This book does something we do as we read all on our own. It’s grants a wish of sorts, a wish anyone in love with their favorite book has surely made.
I would like to believe that everyone understands that feeling of building a relationship with the characters in the book you are reading. This aspect of connection between the reader and the literary work is very important for the story, the reader should be able to identify with the protagonist. I know that I am guilty of feeling a sense of loss at the end of a good book, wondering what those characters are doing now, missing the experience that book gave me through the interaction with those characters. Wishing those magical realms were real. The Hazel Wood, is a story entirely based on one being being absolutely true.
This book felt like separate pieces to me, we start in the real world, running. Suspect things written like poetry, linguistic genius before us, a brilliant plot, but for me, another book lacking meat. I felt like I was reading a collection of sweetly sewn words, playing preciously on my heart, winding wickedly through my mind, and if you haven’t picked up this comparative theme through words that work well together, let me blatantly say that its entirely the point I’m trying to make.
This writer works wonders with words, which I can appreciate, I like the sing song flow of sentences that find lyrical life in my mouth, but that doesn’t tell a story. This books is all words, all the time, which I really liked but there was almost too much going on. the story had a hook, a theme, a plot and a conclusion that all ended up fitting together well, but far too often I had to stop and check to see if I missed a page. There was simply so much going on that I felt I was missing something when I would find myself lost, and unfortunately I found myself lost a lot.
I’ll admit, I was surprised, and what I had predicted wasn’t exactly what or how I expected it to be or play out, but it was a lot at once. Too many different sub stories within this story. The Hazel Wood is a story about a books of stories, we find out they are real and are introduced to a few of the characters from that in universe book. However, that in universe book, is a real universe of its own in this story, and each of the stories in that book exists in that universe, on the same plain, sided by side, never interacting. UNLESS, they are told to interact, to hunt down our main character Alice.
The Hazel Wood is the place where, Alice’s grandmother, author of The Hinterland lived.
Alice’s mother, Ella, keeps them running from the bad luck she attributes to The Hazel Wood. Its a real place in this book, but going there leads to the real Hinterland.
In The Hinterland, there are multiple stories being told, stories of terrible, fantasy style magic, happenings.
There are essentially two in story universes taking place at once, intermingling, and one of them is nearly ten separate stories. Who is who? What is what? At one point we are taken on an acid trip (that’s how Alice describes it) where anything can and does happen, everything is nonsensical but that makes sense in the Hinterland and is not questioned.
Its back to back visual confusion, too much, much too much. But, I didn’t hate it.
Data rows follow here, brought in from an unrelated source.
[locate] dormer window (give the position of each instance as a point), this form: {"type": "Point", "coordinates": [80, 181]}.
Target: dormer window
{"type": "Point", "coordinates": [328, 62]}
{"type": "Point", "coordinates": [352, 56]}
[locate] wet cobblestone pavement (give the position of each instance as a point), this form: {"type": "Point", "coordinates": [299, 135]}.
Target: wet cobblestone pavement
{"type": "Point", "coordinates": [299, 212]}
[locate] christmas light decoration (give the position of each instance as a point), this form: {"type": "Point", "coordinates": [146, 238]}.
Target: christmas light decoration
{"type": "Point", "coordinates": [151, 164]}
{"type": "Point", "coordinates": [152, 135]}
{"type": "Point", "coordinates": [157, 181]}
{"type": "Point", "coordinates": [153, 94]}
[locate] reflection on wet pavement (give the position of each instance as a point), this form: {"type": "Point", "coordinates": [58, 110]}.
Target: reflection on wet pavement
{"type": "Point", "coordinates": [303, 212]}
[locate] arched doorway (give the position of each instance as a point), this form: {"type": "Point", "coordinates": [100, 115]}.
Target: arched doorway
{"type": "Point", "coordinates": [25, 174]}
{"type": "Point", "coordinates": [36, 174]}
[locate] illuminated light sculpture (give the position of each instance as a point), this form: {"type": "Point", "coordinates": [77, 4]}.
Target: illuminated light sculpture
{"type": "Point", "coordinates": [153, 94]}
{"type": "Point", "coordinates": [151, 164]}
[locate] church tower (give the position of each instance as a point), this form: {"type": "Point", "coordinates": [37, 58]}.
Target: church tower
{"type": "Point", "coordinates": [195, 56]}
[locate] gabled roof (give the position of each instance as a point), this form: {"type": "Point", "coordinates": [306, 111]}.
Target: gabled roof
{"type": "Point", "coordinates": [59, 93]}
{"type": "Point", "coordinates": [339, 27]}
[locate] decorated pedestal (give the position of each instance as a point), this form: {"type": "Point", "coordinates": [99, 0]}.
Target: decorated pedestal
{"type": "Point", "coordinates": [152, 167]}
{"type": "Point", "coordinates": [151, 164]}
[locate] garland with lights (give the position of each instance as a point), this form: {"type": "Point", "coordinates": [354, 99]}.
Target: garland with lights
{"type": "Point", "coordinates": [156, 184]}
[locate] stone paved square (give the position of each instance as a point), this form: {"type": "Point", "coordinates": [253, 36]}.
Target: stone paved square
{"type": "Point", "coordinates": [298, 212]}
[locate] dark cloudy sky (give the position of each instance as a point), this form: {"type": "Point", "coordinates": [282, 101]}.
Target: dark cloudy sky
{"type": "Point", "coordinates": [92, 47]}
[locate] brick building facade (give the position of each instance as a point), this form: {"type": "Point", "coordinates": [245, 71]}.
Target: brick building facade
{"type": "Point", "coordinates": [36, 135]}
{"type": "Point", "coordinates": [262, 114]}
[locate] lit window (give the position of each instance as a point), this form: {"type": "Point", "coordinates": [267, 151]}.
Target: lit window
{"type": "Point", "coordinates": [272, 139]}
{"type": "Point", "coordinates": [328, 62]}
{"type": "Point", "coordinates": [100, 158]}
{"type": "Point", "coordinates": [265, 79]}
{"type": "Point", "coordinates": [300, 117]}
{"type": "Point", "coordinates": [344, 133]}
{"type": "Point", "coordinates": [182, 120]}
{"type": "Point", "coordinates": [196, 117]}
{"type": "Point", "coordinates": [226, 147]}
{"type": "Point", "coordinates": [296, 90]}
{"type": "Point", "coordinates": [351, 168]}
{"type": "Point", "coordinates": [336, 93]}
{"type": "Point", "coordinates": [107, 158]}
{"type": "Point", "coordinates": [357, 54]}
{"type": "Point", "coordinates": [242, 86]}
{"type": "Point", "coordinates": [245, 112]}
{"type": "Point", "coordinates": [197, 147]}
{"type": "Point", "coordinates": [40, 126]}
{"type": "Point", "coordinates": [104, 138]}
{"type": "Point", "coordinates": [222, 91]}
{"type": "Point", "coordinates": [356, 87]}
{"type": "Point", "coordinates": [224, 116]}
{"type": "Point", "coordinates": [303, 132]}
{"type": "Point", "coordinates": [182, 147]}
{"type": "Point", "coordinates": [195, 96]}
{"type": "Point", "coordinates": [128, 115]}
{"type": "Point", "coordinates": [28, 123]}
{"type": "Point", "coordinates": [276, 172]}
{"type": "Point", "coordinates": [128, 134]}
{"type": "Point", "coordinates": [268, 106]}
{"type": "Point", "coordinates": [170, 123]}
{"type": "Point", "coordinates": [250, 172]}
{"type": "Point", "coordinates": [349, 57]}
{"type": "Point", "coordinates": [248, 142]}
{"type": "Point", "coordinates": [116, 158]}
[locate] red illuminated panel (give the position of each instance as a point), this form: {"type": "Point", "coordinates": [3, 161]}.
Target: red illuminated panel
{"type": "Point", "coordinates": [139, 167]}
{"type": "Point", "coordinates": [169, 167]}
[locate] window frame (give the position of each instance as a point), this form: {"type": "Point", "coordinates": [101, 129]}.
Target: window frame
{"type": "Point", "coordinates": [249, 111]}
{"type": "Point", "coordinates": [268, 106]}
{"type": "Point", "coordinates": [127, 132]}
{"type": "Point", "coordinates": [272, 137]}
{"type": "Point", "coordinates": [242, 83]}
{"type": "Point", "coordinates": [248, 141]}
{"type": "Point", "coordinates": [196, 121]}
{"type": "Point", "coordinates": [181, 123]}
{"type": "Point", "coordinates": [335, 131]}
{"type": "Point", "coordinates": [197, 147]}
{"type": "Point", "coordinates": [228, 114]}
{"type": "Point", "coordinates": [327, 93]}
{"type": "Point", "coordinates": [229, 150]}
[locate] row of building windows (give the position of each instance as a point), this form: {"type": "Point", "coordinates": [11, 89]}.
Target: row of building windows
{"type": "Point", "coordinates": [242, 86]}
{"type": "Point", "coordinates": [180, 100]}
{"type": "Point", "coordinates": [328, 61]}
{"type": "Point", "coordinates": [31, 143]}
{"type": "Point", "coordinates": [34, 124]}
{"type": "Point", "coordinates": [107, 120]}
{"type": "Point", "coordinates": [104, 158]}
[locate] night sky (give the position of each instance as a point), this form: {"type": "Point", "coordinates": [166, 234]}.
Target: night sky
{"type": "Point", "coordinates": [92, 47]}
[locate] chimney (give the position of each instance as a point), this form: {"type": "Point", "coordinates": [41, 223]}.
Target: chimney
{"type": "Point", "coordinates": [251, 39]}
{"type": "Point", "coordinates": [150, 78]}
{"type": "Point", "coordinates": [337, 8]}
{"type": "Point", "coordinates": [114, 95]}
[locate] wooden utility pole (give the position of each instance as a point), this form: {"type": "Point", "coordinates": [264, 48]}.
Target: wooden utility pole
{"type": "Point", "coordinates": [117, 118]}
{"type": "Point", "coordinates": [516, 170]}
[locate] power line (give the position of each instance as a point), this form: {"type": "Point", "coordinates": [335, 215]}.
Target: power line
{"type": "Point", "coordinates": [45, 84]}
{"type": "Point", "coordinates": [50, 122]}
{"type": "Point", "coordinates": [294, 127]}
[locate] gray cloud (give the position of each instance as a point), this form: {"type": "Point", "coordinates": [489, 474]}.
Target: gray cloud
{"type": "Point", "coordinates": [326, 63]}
While reading it, I still contained the urge to keep going, but I began to think of the book like a collection of poems, lots of lyrical happenings. Its the type of book that makes you want to work on your own book, so that you can write the story you need that you aren’t getting, but it was still so worth my time. Lots of sharp inhales at how beautifully spoken this authors style is, but I wanted more from the story itself. The premise of the plot was an excellent idea, but it left me unfulfilled.